Desvió la mirada, entristecida, como si Florencia fuera el último sitio al que deseara regresar. Rick dio un trago a su cerveza y se quedó mirando una vieja diana de dardos que había en la pared.

– Te he visto esta noche, cenando en II Tribunale -dijo Rick-. Estabas con alguien.

– Sí, con Carletto, mi novio -contestó Gabriella después de una breve y fingida sonrisa.

Se hizo un nuevo silencio y Rick decidió no seguir indagando por ese lado. De ella dependía si quería seguir hablando o no de su novio.

– También vive en Florencia -añadió-. Llevamos juntos siete años.

– Eso es mucho tiempo.

– Sí. ¿Sales con alguien?

– No. Nunca he tenido una relación estable. He conocido a muchas chicas, pero nada serio.

– ¿Por qué no?

– Pues no lo sé. Me gusta ser soltero. Es lo más práctico cuando eres atleta profesional.

– ¿Dónde has aprendido a conducir? -preguntó de repente, y ambos se echaron a reír.

– Nunca había conducido un coche con embrague -admitió Rick-, aunque es evidente que tú sí.

– Aquí se conduce y se aparca de otra manera.

– Ya he visto que no hay quien te supere ni aparcando ni cantando.

– Gracias. -Gabriella esbozó una bonita sonrisa, hizo una pausa y bebió un trago-. ¿Te gusta la ópera?

Ahora sí, estuvo a punto de contestar Rick.

– Anoche fue la primera vez que veía una y me gustó mucho, sobre todo cuando tú estabas en el escenario, que tendría que ser más a menudo.

– Tienes que repetir.

– ¿Cuándo?

– Actuamos el miércoles, y el domingo es la última representación de la temporada.

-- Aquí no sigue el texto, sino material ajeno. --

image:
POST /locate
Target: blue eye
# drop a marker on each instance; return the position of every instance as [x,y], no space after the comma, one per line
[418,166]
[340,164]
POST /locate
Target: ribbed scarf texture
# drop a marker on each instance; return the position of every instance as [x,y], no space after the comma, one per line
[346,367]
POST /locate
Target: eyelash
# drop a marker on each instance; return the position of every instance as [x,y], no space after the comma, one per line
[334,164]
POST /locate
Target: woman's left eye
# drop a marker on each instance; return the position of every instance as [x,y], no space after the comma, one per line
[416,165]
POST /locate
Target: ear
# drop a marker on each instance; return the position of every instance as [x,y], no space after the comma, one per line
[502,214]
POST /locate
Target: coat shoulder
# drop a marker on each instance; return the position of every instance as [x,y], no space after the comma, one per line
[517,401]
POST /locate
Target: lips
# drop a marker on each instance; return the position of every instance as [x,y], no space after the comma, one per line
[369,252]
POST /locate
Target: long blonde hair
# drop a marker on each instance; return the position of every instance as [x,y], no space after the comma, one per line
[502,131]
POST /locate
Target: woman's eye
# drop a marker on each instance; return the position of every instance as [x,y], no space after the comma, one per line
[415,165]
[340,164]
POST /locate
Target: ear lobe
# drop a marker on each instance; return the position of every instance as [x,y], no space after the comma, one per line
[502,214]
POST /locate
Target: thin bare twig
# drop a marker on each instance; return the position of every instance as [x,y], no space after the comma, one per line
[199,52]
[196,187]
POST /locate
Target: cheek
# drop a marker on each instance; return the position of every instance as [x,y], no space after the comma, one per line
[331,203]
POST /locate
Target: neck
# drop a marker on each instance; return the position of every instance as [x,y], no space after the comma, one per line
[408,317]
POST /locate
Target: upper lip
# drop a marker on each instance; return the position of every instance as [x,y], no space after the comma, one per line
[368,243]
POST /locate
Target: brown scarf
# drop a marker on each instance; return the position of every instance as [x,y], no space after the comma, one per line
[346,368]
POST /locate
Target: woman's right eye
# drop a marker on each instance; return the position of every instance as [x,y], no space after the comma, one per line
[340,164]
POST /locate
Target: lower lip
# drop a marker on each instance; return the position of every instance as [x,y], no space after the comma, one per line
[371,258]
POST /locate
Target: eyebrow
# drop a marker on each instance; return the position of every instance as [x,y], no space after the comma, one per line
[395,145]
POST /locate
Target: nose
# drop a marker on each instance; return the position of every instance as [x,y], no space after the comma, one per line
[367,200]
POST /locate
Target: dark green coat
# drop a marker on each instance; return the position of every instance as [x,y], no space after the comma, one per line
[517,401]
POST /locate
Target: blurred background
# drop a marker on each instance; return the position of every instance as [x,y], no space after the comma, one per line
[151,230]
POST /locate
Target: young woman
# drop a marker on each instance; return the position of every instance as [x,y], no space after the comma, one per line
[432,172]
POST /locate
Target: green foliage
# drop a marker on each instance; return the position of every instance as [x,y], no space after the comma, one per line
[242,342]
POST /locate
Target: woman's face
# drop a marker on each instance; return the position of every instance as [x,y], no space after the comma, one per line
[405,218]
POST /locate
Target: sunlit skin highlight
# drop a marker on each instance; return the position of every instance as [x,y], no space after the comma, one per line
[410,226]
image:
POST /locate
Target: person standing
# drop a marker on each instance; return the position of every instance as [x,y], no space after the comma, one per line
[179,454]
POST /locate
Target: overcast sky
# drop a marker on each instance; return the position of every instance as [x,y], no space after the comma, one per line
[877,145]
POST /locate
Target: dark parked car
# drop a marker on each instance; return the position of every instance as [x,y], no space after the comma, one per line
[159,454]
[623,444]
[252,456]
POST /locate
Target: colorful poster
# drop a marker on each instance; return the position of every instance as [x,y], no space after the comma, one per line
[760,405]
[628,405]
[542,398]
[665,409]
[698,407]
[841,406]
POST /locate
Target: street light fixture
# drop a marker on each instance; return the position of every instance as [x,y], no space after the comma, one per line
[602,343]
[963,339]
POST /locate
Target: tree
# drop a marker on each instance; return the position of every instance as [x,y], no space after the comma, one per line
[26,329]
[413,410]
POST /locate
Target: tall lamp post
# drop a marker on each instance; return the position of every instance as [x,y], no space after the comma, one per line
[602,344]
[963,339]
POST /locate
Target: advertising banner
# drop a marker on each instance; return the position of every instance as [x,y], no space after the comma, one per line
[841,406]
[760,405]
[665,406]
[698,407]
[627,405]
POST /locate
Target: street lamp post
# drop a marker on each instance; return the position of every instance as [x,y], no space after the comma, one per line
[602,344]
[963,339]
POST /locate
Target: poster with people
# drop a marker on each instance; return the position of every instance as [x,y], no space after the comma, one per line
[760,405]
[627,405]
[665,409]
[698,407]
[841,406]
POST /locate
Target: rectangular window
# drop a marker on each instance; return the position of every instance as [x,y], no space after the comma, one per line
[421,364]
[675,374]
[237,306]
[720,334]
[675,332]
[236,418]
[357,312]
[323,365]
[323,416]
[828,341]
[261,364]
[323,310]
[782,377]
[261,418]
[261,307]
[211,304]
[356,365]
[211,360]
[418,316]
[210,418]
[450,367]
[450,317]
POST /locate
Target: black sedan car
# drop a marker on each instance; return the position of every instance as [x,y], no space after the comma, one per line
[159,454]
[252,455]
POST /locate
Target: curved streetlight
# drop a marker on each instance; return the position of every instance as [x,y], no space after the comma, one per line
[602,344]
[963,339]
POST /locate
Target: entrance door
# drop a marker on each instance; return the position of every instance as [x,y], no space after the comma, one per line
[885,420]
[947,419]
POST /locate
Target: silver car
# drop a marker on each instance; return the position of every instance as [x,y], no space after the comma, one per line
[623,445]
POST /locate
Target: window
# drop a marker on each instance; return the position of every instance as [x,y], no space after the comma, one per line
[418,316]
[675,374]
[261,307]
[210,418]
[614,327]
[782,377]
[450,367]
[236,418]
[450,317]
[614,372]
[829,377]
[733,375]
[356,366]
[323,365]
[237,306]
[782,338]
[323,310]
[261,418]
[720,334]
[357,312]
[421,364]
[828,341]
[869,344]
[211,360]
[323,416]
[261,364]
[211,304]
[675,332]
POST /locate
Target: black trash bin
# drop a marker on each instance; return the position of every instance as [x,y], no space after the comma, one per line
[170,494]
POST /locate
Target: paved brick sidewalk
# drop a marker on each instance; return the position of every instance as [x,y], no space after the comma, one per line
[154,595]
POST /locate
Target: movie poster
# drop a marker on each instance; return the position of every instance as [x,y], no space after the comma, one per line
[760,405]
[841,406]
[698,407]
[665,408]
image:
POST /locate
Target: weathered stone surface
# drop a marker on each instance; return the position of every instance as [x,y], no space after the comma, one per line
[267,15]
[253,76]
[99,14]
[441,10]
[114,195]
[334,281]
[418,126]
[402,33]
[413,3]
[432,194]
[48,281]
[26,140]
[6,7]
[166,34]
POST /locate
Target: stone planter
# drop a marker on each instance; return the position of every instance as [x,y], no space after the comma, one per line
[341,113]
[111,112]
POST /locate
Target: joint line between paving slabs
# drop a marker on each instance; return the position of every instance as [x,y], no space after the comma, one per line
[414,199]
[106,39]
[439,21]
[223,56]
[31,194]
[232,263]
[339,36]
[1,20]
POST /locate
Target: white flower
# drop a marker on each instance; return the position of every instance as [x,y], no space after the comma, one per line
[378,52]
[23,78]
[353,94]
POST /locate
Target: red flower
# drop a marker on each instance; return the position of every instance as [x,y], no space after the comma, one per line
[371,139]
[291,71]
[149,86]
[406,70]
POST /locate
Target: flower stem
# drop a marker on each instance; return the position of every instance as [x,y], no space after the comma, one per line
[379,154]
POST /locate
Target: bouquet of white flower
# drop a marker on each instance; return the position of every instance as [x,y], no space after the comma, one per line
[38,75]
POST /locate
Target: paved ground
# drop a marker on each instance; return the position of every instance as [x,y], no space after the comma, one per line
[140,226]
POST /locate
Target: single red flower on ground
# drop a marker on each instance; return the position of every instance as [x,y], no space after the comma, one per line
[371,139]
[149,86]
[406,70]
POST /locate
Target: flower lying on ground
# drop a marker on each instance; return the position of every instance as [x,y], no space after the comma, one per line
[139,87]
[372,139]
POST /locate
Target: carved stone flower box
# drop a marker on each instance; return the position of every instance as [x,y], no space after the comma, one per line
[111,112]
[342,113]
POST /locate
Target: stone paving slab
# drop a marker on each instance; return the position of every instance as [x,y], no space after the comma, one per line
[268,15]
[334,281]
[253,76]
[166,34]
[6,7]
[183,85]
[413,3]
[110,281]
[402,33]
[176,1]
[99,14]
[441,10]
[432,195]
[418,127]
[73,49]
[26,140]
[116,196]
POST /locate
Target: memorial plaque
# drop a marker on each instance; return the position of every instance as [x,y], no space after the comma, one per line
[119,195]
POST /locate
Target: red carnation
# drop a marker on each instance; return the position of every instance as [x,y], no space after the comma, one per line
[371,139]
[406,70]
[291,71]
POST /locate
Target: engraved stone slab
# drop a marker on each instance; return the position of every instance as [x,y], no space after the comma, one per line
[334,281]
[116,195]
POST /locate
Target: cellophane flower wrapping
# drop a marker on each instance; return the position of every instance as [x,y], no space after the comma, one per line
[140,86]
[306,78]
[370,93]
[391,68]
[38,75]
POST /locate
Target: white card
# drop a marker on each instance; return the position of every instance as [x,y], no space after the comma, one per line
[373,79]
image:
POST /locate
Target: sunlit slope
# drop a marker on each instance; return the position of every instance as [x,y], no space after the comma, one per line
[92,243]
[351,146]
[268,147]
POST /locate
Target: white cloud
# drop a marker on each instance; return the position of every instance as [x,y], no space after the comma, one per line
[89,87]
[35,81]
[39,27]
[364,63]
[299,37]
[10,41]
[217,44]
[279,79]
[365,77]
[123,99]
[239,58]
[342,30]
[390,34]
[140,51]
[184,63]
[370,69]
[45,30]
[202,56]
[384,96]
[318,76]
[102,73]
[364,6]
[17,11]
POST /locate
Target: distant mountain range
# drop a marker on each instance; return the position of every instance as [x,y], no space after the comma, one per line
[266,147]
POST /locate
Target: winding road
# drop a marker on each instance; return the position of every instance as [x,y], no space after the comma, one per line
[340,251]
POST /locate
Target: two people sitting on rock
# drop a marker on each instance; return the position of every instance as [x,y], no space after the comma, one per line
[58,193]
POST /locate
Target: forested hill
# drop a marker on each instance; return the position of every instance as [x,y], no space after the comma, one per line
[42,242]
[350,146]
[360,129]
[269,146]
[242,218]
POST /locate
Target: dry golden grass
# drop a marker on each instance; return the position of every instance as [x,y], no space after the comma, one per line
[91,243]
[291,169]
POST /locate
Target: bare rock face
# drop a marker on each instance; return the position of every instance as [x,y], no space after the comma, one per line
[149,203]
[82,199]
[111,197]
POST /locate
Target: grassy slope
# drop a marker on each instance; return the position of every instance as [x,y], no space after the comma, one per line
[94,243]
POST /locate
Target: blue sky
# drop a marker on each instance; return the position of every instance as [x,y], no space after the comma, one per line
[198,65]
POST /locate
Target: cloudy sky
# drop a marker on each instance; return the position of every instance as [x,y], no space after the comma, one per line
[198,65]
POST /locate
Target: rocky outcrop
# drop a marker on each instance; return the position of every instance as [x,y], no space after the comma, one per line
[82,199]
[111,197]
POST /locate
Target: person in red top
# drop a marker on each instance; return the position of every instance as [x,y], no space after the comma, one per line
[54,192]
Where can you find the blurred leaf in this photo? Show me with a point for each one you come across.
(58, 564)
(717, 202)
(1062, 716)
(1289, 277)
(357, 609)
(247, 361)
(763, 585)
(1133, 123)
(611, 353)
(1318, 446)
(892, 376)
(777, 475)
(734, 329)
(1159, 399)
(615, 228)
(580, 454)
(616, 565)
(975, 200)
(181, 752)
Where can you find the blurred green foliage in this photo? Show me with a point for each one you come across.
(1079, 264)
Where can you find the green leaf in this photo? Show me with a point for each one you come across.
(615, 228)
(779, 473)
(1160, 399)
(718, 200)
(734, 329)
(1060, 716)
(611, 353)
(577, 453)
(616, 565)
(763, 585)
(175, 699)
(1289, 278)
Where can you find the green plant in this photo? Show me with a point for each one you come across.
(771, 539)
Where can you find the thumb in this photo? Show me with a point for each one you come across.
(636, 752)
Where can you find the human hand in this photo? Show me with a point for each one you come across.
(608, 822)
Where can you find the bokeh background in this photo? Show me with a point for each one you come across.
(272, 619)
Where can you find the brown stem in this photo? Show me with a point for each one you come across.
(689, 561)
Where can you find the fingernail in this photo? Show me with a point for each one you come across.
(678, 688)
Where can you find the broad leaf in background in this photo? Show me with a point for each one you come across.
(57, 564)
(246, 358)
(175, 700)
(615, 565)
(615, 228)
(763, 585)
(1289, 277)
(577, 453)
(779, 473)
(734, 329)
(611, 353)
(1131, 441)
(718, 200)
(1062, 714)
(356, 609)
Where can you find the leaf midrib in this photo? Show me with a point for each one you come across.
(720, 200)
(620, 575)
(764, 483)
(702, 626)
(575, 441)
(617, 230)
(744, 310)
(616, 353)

– El domingo jugamos en Milán.

– Puedo conseguirte una entrada para el miércoles.

– Trato hecho.

El pub cerró a las dos de la madrugada. Rick se ofreció a acompañarla a casa a pie y ella aceptó sin necesidad de insistir. la compañía de ópera corría con los gastos de la suite del hotel donde se alojaba, cerca del río, a unas cuantas manzanas del Teatro Regio.

Se despidieron con una inclinación de cabeza, una sonrisa y la promesa de verse al día siguiente.

Quedaron para comer y estuvieron charlando un par de horas, mientras daban cuenta de unas ensaladas enormes y unas crepes. El horario de Gabriella no se diferenciaba demasiado del de Rick: un largo sueño reparador, un café y un desayuno tardío. Una o dos horas en el gimnasio y luego otro par de horas de trabajo. Cuando no actuaban, se suponía que el reparto debía reunirse y ensayar. Lo mismo que en el fútbol. Rick estaba convencido de que una soprano con problemas ganaba más que un quarterback itinerante con problemas, pero no mucho más.